When a pod makes a persistent volume claim from a storage class that uses a dynamic provisioner, the volume is automatically created. If the storage class does not use a dynamic provisioner (for example the local storage class), the volumes must be created in advance. For help, see the Kubernetes documentation.
Storage class
The storage provided by the cluster. Storage classes can be used with dynamic provisioners to automatically provision persistent volumes on demand, or with manually-provisioned persistent volumes. Different storage classes provide different service levels.
Before you begin
Storage size requirements
Anomaly detection requires 10Gi for storage.
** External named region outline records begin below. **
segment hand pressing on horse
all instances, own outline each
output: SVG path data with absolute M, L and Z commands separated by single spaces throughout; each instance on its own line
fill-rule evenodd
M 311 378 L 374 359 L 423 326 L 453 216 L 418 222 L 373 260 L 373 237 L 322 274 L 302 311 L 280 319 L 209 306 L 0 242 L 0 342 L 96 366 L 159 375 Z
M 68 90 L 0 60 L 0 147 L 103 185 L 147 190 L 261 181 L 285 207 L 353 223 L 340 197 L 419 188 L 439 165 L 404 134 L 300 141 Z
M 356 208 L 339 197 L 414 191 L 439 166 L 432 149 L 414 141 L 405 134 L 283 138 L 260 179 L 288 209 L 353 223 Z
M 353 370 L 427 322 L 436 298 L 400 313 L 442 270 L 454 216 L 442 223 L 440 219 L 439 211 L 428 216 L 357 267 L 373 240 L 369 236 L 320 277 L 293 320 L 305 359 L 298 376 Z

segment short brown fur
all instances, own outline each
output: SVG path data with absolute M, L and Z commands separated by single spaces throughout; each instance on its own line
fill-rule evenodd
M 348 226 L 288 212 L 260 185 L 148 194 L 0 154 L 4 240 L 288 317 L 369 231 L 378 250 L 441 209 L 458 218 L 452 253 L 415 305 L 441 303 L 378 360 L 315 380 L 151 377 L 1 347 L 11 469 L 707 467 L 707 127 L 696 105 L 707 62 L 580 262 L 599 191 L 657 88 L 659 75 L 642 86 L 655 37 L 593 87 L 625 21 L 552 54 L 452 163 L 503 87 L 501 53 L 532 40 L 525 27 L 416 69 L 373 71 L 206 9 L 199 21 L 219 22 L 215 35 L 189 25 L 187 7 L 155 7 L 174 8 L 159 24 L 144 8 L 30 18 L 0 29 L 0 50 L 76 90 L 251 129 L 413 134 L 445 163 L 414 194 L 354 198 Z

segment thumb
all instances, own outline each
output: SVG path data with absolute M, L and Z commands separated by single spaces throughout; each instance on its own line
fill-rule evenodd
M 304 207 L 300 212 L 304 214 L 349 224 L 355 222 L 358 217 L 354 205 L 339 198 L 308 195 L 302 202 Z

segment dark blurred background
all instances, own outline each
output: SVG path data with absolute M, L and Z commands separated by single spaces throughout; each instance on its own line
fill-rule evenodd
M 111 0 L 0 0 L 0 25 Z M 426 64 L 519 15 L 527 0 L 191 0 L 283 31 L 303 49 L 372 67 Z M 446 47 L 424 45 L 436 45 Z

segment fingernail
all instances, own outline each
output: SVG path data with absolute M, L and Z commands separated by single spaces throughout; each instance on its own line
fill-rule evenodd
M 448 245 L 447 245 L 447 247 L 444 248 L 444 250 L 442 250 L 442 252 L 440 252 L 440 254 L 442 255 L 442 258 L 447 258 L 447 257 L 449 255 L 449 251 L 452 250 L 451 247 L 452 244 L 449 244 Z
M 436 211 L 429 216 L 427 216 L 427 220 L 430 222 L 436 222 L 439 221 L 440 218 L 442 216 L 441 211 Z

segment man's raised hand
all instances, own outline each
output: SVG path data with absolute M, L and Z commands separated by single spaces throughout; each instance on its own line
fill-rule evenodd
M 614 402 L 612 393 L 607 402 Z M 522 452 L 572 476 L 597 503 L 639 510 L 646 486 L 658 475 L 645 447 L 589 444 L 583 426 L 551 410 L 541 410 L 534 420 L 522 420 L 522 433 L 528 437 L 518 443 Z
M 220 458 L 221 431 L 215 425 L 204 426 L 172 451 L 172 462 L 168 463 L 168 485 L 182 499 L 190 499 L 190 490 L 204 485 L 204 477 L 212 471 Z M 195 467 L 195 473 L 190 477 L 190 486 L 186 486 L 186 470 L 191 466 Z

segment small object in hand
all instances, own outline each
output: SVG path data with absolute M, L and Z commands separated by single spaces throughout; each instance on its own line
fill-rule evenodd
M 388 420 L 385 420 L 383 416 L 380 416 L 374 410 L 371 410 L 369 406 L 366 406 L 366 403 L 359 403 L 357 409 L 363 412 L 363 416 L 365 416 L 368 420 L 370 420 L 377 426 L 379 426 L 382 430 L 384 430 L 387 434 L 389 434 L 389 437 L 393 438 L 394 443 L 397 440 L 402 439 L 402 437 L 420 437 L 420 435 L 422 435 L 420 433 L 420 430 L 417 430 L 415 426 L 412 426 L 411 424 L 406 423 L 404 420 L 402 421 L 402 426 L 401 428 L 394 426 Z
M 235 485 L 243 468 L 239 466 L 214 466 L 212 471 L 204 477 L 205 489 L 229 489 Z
Note that training models are relatively small (~2MB), so you should not need more than this.
Determine storage support
Determine the storage types that are available on your cluster. If you are using dynamic provisioning, verify it is supported. If you are using local disks, you may find the sig-storage local static provisioner useful. It creates and manages PersistentVolumes by watching for disks mounted in a configured directory.
Do not use the host path storage provisioner. This provisioner is not suitable for production and results in scalability issues, instability, and data loss.
How to
Create a storage class
Create a storage class named, tigera-anomaly-detection.
Examples
Pre-provisioned local disks
In the following example, we create a StorageClass to use when explicitly adding PersistentVolumes for local disks. This can be performed manually, or using the sig-storage local static provisioner.
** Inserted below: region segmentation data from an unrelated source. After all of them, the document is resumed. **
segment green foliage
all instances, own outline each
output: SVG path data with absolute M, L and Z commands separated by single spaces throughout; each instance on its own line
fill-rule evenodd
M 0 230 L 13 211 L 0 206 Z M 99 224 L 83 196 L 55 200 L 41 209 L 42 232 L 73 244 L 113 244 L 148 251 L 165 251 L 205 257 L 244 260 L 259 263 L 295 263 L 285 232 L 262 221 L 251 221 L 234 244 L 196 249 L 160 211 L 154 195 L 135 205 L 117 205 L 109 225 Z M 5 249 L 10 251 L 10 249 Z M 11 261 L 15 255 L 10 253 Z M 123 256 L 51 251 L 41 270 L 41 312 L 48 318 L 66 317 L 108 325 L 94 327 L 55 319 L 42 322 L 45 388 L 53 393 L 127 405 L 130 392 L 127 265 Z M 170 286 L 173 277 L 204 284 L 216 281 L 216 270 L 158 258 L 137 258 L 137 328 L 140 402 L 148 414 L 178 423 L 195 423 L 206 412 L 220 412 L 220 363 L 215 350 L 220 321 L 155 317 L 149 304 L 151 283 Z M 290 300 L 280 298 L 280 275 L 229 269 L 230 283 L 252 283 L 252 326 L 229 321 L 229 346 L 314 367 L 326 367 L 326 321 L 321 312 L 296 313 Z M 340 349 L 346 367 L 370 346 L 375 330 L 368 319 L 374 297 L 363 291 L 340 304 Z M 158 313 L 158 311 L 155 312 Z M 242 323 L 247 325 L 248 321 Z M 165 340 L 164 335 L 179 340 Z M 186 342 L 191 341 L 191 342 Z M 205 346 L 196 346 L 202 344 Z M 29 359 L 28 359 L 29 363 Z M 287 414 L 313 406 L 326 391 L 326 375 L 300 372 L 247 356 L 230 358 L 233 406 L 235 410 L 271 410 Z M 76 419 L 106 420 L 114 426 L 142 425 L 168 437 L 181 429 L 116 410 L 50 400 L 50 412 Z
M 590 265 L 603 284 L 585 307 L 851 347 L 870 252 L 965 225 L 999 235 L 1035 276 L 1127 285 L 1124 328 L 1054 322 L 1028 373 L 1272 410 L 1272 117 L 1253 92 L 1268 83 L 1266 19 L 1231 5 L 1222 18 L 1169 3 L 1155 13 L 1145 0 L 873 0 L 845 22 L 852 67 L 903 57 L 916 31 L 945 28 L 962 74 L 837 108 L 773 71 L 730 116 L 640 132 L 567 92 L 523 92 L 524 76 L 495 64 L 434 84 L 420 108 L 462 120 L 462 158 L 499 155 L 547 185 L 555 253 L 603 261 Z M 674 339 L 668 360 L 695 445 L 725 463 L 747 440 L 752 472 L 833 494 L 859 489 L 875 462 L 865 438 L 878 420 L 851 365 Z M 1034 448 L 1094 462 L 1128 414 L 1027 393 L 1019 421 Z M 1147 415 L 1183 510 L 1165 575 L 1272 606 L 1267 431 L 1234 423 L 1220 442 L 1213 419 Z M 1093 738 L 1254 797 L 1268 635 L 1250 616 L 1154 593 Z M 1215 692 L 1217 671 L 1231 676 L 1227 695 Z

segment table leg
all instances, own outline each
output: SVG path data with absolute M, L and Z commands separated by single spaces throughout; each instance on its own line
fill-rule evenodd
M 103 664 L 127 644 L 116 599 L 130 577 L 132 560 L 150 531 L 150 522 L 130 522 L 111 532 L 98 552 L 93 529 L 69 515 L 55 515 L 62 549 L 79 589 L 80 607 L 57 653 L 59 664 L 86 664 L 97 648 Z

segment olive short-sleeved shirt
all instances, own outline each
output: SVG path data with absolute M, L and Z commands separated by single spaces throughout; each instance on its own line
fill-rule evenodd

apiVersion: storage.k8s.io/v1
kind: StorageClass
metadata:
name: tigera-anomaly-detection
provisioner: kubernetes.io/no-provisioner
volumeBindingMode: WaitForFirstConsumer
reclaimPolicy: Retain
AWS EBS disks
In the following example for an AWS cloud provider integration, the StorageClass tells Calico Enterprise to use EBS disks for log storage.
apiVersion: storage.k8s.io/v1
kind: StorageClass
metadata:
name: tigera-anomaly-detection
provisioner: kubernetes.io/aws-ebs
parameters:
type: gp2
fsType: ext4
reclaimPolicy: Retain
volumeBindingMode: WaitForFirstConsumer
AKS Azure Files storage
In the following example for an AKS cloud provider integration, the StorageClass tells Calico Enterprise to use LRS disks for log storage.
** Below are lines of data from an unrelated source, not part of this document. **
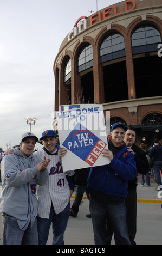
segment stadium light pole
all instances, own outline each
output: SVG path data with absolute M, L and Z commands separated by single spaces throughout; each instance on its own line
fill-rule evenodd
M 36 120 L 38 119 L 37 119 L 35 117 L 34 117 L 33 118 L 26 117 L 25 118 L 24 118 L 24 119 L 26 120 L 27 124 L 29 124 L 30 125 L 30 132 L 31 132 L 31 125 L 35 125 Z

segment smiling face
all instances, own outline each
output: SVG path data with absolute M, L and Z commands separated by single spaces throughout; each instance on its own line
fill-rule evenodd
M 124 141 L 125 131 L 123 128 L 117 127 L 112 130 L 111 135 L 112 143 L 115 147 L 118 147 Z
M 135 141 L 135 132 L 132 130 L 127 130 L 124 138 L 124 141 L 127 147 L 132 147 Z
M 26 156 L 29 156 L 33 152 L 35 145 L 35 140 L 33 138 L 27 138 L 20 143 L 21 152 Z
M 46 136 L 42 140 L 43 145 L 45 147 L 49 152 L 53 152 L 56 150 L 56 144 L 57 142 L 57 139 L 55 137 Z

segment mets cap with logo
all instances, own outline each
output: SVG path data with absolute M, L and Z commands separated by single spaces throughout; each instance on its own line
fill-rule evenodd
M 121 122 L 118 122 L 118 123 L 115 123 L 115 124 L 113 125 L 112 127 L 112 131 L 114 128 L 117 128 L 117 127 L 120 127 L 121 128 L 123 128 L 125 131 L 127 130 L 127 127 L 125 124 L 124 124 L 122 123 L 121 123 Z
M 34 138 L 35 140 L 35 143 L 38 141 L 38 138 L 35 135 L 35 134 L 31 132 L 25 132 L 22 135 L 21 137 L 21 142 L 23 142 L 27 138 Z
M 44 131 L 44 132 L 42 132 L 42 137 L 40 139 L 41 141 L 42 139 L 43 140 L 43 138 L 44 138 L 44 137 L 47 136 L 55 137 L 55 138 L 56 138 L 56 135 L 54 131 L 53 131 L 53 130 L 47 130 L 46 131 Z

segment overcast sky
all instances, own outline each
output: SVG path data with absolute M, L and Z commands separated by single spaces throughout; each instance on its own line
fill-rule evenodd
M 0 0 L 0 147 L 19 144 L 36 117 L 38 138 L 52 129 L 53 64 L 66 35 L 81 16 L 118 0 Z M 35 148 L 42 147 L 38 143 Z

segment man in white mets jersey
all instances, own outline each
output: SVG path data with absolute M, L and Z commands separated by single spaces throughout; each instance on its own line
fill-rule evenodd
M 63 245 L 63 236 L 70 212 L 69 199 L 73 192 L 72 176 L 74 172 L 63 172 L 61 157 L 67 150 L 63 148 L 59 150 L 57 139 L 53 130 L 43 132 L 40 140 L 44 147 L 34 155 L 40 159 L 46 156 L 51 161 L 48 167 L 49 179 L 43 186 L 37 186 L 39 245 L 46 245 L 52 223 L 52 244 Z

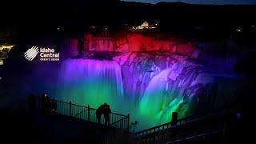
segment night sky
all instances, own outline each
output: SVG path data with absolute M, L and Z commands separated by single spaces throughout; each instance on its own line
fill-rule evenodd
M 182 2 L 186 3 L 193 4 L 254 4 L 256 5 L 256 0 L 124 0 L 130 2 L 150 2 L 157 3 L 159 2 Z

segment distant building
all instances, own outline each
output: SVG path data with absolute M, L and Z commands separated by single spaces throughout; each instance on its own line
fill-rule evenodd
M 3 44 L 0 45 L 0 60 L 6 59 L 7 58 L 8 52 L 13 48 L 14 45 Z M 3 63 L 3 62 L 2 62 Z
M 156 29 L 158 26 L 158 23 L 154 25 L 150 25 L 149 22 L 144 22 L 142 25 L 140 26 L 133 26 L 131 28 L 130 28 L 130 30 L 131 31 L 141 31 L 143 30 L 153 30 Z

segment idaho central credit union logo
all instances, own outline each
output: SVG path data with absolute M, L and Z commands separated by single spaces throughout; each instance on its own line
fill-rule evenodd
M 39 53 L 39 48 L 37 46 L 32 46 L 30 49 L 26 51 L 24 54 L 25 58 L 29 61 L 33 61 L 33 59 L 38 55 Z
M 38 53 L 40 54 L 38 54 Z M 55 53 L 54 49 L 32 46 L 24 54 L 25 58 L 28 61 L 33 61 L 38 55 L 40 61 L 59 61 L 59 53 Z

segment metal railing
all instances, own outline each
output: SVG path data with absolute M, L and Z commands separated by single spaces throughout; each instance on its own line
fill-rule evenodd
M 225 133 L 226 114 L 230 111 L 214 112 L 206 115 L 190 116 L 134 134 L 131 143 L 173 143 L 212 134 Z M 232 113 L 232 112 L 231 112 Z
M 57 103 L 56 113 L 74 117 L 78 119 L 86 120 L 92 122 L 98 122 L 96 117 L 96 109 L 84 106 L 79 106 L 70 102 L 62 102 L 55 100 Z M 130 115 L 123 115 L 117 113 L 110 113 L 110 126 L 118 128 L 129 130 Z M 105 123 L 105 118 L 103 115 L 101 118 L 101 123 Z

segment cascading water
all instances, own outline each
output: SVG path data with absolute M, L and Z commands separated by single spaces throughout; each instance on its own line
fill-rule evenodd
M 174 111 L 191 114 L 198 89 L 212 82 L 200 70 L 177 55 L 69 58 L 62 63 L 57 98 L 94 108 L 107 102 L 113 111 L 130 113 L 142 130 L 170 122 Z
M 107 102 L 118 110 L 123 98 L 120 66 L 114 61 L 67 59 L 59 71 L 58 96 L 94 108 Z

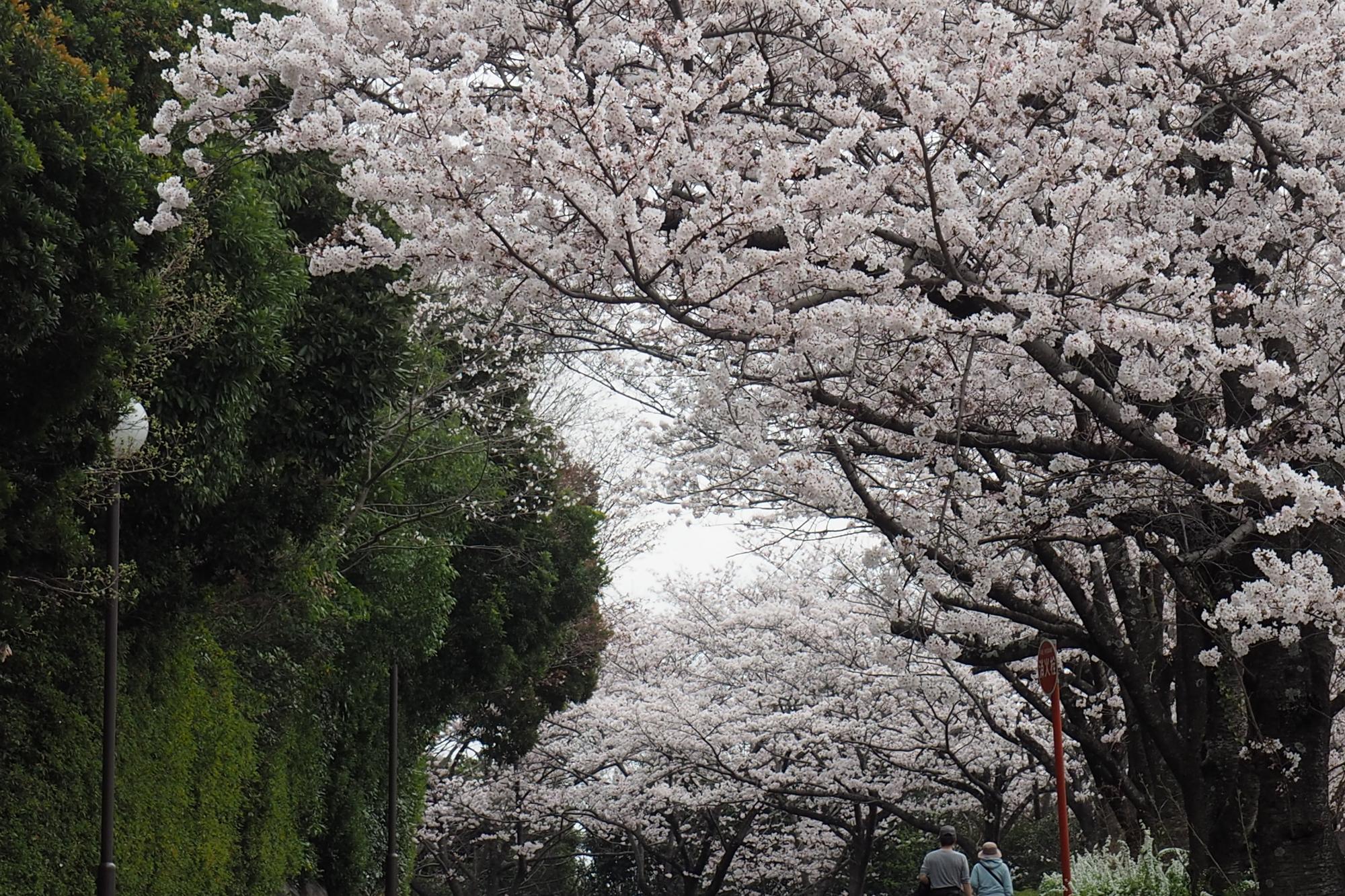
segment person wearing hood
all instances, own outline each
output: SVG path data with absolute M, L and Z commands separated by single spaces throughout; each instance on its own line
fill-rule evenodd
M 981 861 L 971 869 L 971 892 L 976 896 L 1013 896 L 1013 874 L 999 854 L 999 846 L 986 841 L 976 858 Z

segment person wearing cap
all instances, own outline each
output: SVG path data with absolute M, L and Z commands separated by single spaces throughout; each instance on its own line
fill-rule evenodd
M 971 869 L 971 891 L 976 896 L 1013 896 L 1013 874 L 999 854 L 999 846 L 987 839 L 976 858 L 981 861 Z
M 929 896 L 972 896 L 971 869 L 967 857 L 954 849 L 958 830 L 952 825 L 939 829 L 939 849 L 920 862 L 920 883 L 929 884 Z

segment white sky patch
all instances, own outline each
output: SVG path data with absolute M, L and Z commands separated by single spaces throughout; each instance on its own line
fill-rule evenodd
M 664 414 L 565 367 L 558 366 L 543 383 L 534 400 L 539 413 L 603 482 L 609 596 L 656 601 L 660 583 L 670 576 L 728 570 L 737 580 L 769 566 L 752 553 L 742 518 L 693 517 L 656 499 L 667 461 L 654 433 Z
apiVersion: storage.k8s.io/v1
kind: StorageClass
metadata:
name: tigera-anomaly-detection
provisioner: kubernetes.io/azure-disk
parameters:
cachingmode: ReadOnly
kind: Managed
storageaccounttype: StandardSSD_LRS
reclaimPolicy: Retain
volumeBindingMode: WaitForFirstConsumer
GCP Persistent Disks
In the following example for a GKE cloud provider integration, the StorageClass tells Calico Enterprise to use the GCE Persistent Disks for log storage.
There are currently two types available: pd-standard and pd-ssd. For production deployments, we recommend using the pd-ssd storage type.
apiVersion: storage.k8s.io/v1
kind: StorageClass
metadata:
name: tigera-anomaly-detection
provisioner: kubernetes.io/gce-pd
parameters:
type: pd-ssd
replication-type: none
reclaimPolicy: Retain
volumeBindingMode: WaitForFirstConsumer
Configure anomaly detection to use the persistent storage
For anomaly detection components to recognize the persistent storage you created, set the StorageClassName field in the Intrusion Detection installation resource to the name of the StorageClass you have provisioned.
If you have configured persistent storage and would like to revert these changes, simply set the StorageClassName field in the Intrusion Detection installation resource to an empty string.
The examples used throughout this doc assume that the value for StorageClassName is tigera-anomaly-detection.
Troubleshooting
Intrusion Detection is degraded
The Tigerastatus IntrusionDetection component will be set to degraded if it fails to query for the provided StorageClass.
Solution/workaround: If the field StorageClassName is provided, tigera-operator will query for the StorageClass with the same name as the field value. Most often the unavailability of the StorageClass is due to the absence of a PersistentVolume that matches the PersistentVolumeClaim. Also, check that there is a Kubernetes node with enough CPU and memory.